Majorities of voters in Snohomish and Island counties supported the measure. In Snohomish County, the referendum was winning approval 51.5 percent to 48.5 percent while in Island County the margin was 53 percent to 47 percent.
“I’m pretty proud of Washington tonight for taking a stand for equality,” said Rep. Marko Liias, D-Edmonds, at the Approve 71 election night party in Seattle.
“As long as we win by one vote I’m glad to see 12,000 people in domestic partnerships will continue to receive the protections the Legislature approved,” he said.
Those seeking rejection of Referendum 71 weren’t conceding Tuesday.
“I think we’ve got a shot. We’re working this thing down to where victory is in sight,” said Gary Randall of the Faith and Freedom Network, one of the leading opponents of the new law.
Only 10 of 39 counties were backing the referendum, aided immensely by the one-sided total in King County.

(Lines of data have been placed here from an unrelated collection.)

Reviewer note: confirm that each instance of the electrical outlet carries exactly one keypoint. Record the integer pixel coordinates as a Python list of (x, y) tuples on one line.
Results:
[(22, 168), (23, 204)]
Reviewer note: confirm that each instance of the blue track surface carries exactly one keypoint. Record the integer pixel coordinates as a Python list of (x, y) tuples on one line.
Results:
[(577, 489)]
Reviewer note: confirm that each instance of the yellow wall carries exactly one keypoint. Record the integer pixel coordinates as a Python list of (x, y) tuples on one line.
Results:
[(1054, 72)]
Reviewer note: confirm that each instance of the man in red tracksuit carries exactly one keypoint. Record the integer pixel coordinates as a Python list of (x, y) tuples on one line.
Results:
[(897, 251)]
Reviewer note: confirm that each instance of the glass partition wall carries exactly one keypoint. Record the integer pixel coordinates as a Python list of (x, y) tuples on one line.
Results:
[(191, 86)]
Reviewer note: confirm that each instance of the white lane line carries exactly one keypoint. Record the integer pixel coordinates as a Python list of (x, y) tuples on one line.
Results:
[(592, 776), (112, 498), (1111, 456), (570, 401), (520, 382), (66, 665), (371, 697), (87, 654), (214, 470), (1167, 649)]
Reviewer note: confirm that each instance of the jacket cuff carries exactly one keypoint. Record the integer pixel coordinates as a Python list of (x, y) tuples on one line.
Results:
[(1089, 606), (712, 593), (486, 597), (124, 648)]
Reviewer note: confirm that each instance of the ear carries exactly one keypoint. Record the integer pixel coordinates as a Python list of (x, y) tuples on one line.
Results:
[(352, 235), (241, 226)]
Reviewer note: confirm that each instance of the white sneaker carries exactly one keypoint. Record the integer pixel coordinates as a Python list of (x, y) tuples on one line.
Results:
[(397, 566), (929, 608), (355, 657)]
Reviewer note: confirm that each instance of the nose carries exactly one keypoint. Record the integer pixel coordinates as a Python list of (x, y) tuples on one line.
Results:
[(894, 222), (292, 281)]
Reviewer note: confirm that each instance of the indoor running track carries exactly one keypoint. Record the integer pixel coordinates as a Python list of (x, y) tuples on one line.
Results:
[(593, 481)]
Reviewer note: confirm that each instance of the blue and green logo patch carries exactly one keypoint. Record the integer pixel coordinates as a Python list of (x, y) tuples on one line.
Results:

Pierce County was the largest county in which a majority rejected the referendum in Tuesday night tallies.
“We’ve made strong progress in the state on issues of equality, but the work is not done,” Liias said.
People in the Protect Marriage Washington campaign against the referendum gathered for election night festivities behind closed doors at the Holiday Inn in Everett.
Larry Stickney of Protect Marriage Washington said there were concerns about the safety and privacy of those attending the party. He said threats against himself and other leaders of the group have been posted online in the past.
More recently, the person who made those online threats posted a newspaper photo of girls participating in a reject R-71 rally in southwest Washington, Stickney said.
About 200 people attended Tuesday night and there were no incidents, Stickney said.
Referendum 71 marked the first major ballot box test of gay rights legislation since the 1998 passage of the Defense of Marriage Act defining marriage as between a man and a woman.
It asked voters to approve or reject the law signed by Gov. Chris Gregoire earlier this year that granted state-registered domestic partners all the rights and benefits enjoyed by married couples under state law.
Most of the state’s 6,284 domestic partnerships are same-sex couples. This law was dubbed the “everything but marriage” law because it would make same-sex couples legally indistinguishable from married couples under state law. The law also applies to heterosexual couples in which at least one partner is 62 years or older.
The law was supposed to take effect July 26 but has been on hold pending the outcome of the election.
Protect Marriage Washington, a coalition of conservative social and religious groups, gathered the signatures to put the referendum on the ballot.
When the state legalized domestic partnerships in 2007, it gave state registered partners a handful of rights such as the ability to visit a partner in the hospital. Last year, lawmakers expanded that law to give domestic partners standing in legal actions such as probate and trusts, community property and guardianship.
The 2009 law targeted by the referendum extended rights for domestic partners into every remaining law pertaining to married couples including the right to use sick leave to care for a domestic partner, and rights related to adoption, child custody and child support.
Opponents said the new law effectively legalized same-sex marriage. While admitting it did not overturn the 1998 law outright, they said it laid the legal ground work for its demise.
The Approve 71 campaign raised $2.1 million while a trio of groups urging voters to reject the measure had amassed nearly $600,000. The Approve 71 campaign used a television ad campaign to try to show how the law would assist gay and lesbian families as well as senior heterosexual couples.
“If this passes, the voters are sending a very strong message to lawmakers to continue your work to ensure that all Washingtonians are treated equally,” said Josh Friedes, the campaign’s manager.